Our well produces a good-tasting water, once it’s passed through a whole-house filter that takes out most of the iron and then through a Brita that seems to do something good to it, too.

So we’re lucky. I don’t know what I’d use if we lived in town (Brunswick, Maine). The bouquet of the water Brunswickians get from their municipal water supply is redolent of The Decline of Western Civilization. With an impudent hint of Eau de Swimming Pool. And some lingering notes of “my God, what did I just drink?” I suppose I’d use Poland Spring bottled water.

The best bread I’ve ever made used water that came from a sand point driven into a dune about 300 feet from the Gulf of Maine. Great bread. But now that I think of it, it might have been the salt air, too.

Flour

June 12, 2007

King Arthur Unbleached
Van Over recommends using bread flour. It has a higher protein content than all-purpose and so is able to develop more gluten. Higher rising and chewier. King Arthur Unbleached has been good to use, but I don’t know anything about other brands.Many bread books are concerned about how stored flour can absorb moisture and so change in weight, throwing off measurements. I have found, though, that buying King Arthur 5-pound bags (which are cheaper per pound at the new Whole Foods in Portland than the same flour in their bulk section) solves this issue.

I have been working on a 50% whole wheat version of this recipe, using King Arthur White Whole Wheat, but it’s not yet ready for prime time. Even with added gluten, it still is too heavy and not as chewy.

Recipe

June 12, 2007

Recipe Charles Van Over’s “Best Bread Ever”

bread flour: 500 g salt: 2 t instant yeast: 1 t water: 350 ml

  1. Put flour, salt, yeast in processor bowl with the metal blade installed; take the temperature of the flour, subtract this number from 130° and adjust water temperature to result in 130° total.*
  2. Turn on food processor. Drizzle in water slowly; when a ball, process 45 seconds.
  3. Dough should be 75 – 80° — process 5 seconds more to raise temperature, if needed.
  4. Ferment 1 1/2 – 2 hours in a gallon food bag at room temperature, then retard in fridge overnight, or up to 4 days.
  5. 2 – 3 hours before baking remove the dough from fridge and make loaf. Proof at room temperature 2 hours (or long enough to raise dough temperature to 60 – 62°). Don’t worry if dough doesn’t rise much.
  6. Preheat oven with baking stone to 475° for 30 minutes.
  7. Slash the loaf and then bake at 475° for 15 minutes, reduce to 425° to finish, with steam every 5 minutes 3 times. If baking more than one loaf, rotate loaves 180° after 15 minutes. Bread is ready when the interior is between 205° – 210°. Cool on wire rack.

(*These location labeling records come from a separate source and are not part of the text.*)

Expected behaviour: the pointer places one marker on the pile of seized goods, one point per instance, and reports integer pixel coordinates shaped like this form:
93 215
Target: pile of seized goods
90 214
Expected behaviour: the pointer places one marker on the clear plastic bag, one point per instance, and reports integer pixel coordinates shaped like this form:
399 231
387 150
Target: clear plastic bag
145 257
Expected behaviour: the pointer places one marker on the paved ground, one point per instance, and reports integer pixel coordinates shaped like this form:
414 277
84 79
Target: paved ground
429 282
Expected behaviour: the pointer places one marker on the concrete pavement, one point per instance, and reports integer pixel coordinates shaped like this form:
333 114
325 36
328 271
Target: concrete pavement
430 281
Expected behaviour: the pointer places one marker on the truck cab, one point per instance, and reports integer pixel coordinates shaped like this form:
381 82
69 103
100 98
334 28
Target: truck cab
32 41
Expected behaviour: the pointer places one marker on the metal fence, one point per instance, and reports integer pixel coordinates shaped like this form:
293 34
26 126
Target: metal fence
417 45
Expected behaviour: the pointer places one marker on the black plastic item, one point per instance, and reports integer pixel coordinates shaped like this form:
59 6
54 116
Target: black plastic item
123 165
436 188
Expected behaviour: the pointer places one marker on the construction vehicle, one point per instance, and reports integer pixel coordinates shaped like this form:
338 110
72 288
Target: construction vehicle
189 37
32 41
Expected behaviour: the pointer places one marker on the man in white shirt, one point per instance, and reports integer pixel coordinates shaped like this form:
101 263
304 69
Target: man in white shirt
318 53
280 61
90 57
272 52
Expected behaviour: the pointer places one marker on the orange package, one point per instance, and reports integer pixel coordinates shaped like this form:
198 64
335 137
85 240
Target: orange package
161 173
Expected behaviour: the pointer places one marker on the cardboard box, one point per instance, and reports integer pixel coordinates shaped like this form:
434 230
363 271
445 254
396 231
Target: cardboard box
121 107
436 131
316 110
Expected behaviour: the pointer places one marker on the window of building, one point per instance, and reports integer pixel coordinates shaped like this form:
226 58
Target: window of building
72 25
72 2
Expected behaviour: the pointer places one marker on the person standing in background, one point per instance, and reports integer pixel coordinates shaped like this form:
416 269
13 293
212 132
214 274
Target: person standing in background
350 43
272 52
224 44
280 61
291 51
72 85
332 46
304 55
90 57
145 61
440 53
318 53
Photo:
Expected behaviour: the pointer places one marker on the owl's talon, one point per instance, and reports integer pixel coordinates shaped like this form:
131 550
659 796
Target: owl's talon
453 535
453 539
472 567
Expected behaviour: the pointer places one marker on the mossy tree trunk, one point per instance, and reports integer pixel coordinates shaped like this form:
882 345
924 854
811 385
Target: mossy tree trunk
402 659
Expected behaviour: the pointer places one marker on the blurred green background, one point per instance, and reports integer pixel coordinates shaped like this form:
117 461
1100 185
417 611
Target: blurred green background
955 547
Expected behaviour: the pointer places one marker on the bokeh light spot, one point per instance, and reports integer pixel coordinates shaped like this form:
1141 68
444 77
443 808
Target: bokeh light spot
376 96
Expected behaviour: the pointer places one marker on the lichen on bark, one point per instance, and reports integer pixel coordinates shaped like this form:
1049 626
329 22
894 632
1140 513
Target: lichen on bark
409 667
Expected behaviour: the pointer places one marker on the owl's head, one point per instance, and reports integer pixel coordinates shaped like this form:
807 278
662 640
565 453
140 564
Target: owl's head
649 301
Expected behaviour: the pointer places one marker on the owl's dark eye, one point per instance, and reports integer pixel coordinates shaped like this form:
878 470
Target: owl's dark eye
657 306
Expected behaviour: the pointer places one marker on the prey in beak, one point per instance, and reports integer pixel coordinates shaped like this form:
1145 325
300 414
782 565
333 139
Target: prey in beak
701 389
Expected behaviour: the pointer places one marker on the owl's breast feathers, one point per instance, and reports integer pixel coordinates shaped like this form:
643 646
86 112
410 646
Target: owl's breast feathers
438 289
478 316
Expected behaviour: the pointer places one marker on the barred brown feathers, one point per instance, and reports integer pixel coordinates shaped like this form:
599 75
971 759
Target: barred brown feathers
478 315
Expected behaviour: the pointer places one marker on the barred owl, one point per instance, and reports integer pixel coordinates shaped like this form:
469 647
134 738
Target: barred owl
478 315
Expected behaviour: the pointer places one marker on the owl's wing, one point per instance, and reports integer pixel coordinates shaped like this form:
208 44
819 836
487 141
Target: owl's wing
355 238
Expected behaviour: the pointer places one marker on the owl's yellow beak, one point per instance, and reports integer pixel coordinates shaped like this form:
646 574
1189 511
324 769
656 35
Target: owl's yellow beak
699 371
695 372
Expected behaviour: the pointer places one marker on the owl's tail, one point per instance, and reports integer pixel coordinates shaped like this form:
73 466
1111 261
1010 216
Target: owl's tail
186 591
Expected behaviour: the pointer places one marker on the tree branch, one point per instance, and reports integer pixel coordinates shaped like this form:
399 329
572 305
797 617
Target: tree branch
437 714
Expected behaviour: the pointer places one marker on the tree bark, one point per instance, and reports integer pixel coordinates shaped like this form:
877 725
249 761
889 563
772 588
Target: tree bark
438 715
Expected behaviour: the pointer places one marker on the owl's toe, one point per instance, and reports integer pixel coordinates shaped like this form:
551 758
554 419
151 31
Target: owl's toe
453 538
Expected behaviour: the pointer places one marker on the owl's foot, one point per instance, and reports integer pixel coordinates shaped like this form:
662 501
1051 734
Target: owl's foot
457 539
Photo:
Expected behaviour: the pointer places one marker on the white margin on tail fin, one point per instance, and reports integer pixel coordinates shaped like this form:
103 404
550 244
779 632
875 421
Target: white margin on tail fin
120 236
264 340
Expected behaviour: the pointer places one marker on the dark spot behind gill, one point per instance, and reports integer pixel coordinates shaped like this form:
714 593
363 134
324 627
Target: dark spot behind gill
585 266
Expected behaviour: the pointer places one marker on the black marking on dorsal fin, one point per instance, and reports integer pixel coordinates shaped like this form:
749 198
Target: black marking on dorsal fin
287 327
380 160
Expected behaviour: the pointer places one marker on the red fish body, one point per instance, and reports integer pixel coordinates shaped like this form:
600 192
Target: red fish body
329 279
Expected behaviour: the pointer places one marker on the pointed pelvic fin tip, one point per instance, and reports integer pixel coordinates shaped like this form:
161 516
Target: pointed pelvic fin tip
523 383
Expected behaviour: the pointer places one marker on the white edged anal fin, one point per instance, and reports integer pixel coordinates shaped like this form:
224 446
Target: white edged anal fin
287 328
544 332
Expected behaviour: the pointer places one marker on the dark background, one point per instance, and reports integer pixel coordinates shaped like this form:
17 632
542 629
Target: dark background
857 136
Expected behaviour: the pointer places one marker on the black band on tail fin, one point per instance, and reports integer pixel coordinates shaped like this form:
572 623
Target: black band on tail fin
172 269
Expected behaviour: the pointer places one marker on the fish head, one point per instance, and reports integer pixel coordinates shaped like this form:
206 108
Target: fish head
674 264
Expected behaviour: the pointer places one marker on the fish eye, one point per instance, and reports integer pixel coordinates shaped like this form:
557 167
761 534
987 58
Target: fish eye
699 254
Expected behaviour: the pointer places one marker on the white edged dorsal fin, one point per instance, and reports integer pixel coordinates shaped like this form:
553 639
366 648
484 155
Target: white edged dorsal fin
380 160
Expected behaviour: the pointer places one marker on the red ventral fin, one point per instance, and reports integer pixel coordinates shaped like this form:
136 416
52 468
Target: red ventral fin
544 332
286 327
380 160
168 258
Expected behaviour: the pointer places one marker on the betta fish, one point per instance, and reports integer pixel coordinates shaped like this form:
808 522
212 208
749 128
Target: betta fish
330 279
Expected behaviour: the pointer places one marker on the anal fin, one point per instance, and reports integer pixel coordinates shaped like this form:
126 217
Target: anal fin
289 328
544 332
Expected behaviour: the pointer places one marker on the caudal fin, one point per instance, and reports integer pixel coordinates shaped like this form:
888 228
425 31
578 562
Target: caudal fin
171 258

* This is the official Van Over formula. I used to follow it scrupulously. But I use flour stored in the basement at about 60° and water that is at room temperature. This roughs out to 130° and I now haven’t measured flour, water, or dough temperature in years. But temperatures matter. The dough rises in temperature from the kneading which results in a dough temperature that sets up the yeast to handle the fermenting and retarding well. If the dough is too cool or warm at the beginning, you won’t get consistent results.